Она начинает быстро ходить по комнате, качая головой и что-то бормоча, потом резко останавливается, словно налетев на невидимую стену.
— Я ценю, но это слишком! Я на это не пойду! А ты точно сошла с ума! — Наташа для большей убедительности тычет в мою сторону сразу двумя указательными пальцами. — Совершенно!
— Голуба, ты нужна мне как художник, а не психиатр. Давай, давай, Тициан, не томи девушку! Как говорили древние, кончай базар — гони товар! Так что бери орудие производства и начинай производить.

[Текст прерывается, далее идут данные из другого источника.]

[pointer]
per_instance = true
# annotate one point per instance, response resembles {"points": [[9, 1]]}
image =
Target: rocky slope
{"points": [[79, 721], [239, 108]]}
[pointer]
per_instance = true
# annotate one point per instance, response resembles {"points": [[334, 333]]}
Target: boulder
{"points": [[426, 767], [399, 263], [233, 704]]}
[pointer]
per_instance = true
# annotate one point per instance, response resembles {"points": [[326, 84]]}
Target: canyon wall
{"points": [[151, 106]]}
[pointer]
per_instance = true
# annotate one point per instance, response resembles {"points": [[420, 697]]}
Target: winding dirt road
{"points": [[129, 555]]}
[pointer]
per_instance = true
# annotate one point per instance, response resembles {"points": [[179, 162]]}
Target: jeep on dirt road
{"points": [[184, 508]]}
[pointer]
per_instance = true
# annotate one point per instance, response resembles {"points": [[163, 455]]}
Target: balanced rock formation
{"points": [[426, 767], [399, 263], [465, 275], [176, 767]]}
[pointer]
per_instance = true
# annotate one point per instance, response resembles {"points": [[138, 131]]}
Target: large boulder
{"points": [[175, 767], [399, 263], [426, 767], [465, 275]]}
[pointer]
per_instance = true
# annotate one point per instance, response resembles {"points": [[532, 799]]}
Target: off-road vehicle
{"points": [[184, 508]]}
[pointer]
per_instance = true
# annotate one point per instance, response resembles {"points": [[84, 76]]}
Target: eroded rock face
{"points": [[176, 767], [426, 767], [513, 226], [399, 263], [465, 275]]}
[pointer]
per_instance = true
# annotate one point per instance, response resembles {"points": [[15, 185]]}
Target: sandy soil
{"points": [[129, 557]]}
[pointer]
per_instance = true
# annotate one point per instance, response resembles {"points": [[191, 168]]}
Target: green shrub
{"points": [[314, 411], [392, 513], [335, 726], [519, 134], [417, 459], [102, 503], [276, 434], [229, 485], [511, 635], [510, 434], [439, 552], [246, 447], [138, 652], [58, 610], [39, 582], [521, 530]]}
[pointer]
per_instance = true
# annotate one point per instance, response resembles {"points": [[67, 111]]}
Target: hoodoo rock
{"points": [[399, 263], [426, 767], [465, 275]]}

Но теперь все намного труднее. Потому что наблюдаю не только за ней, но и за собой. Лишаюсь ли я чего-то? А может напротив, приобретаю? Удерживаю на губах отвлеченную улыбку, о которой попросила Наташа, стискивая при этом зубы, чтоб не стучали, и плотно прижимаю ладони к согнутой ноге, чтобы Наташа не видела, как дрожат пальцы. Страшно? Не совсем то. Мое состояние можно выразить добрым десятком длиннющих сложных предложений — ощущения такие, что им никак не вместиться в это простенькое определение. Это можно высказать только на языке тех же ощущений… эмоций…язык… письма… Выискиваю внутри себя чужое присутствие и в то же время стараюсь найти это присутствие и в Наташе — присутствие другой Наташи. Но пока не видно. Ее лицо страшно напряжено — перекошено от напряжения так, словно она откусила здоровенный кусок лимона и теперь никак не решится его разжевать, и, откровенно говоря, смотреть на нее жутковато. Но все это лицо той самой Наташи, которая накануне говорила о любви и о славном дне и желала мне спокойной ночи. Господи, быстрее бы все это кончилось! А ты держись — если сможешь нарисовать меня, то сможешь и других, и может быть, тогда все пойдет как надо.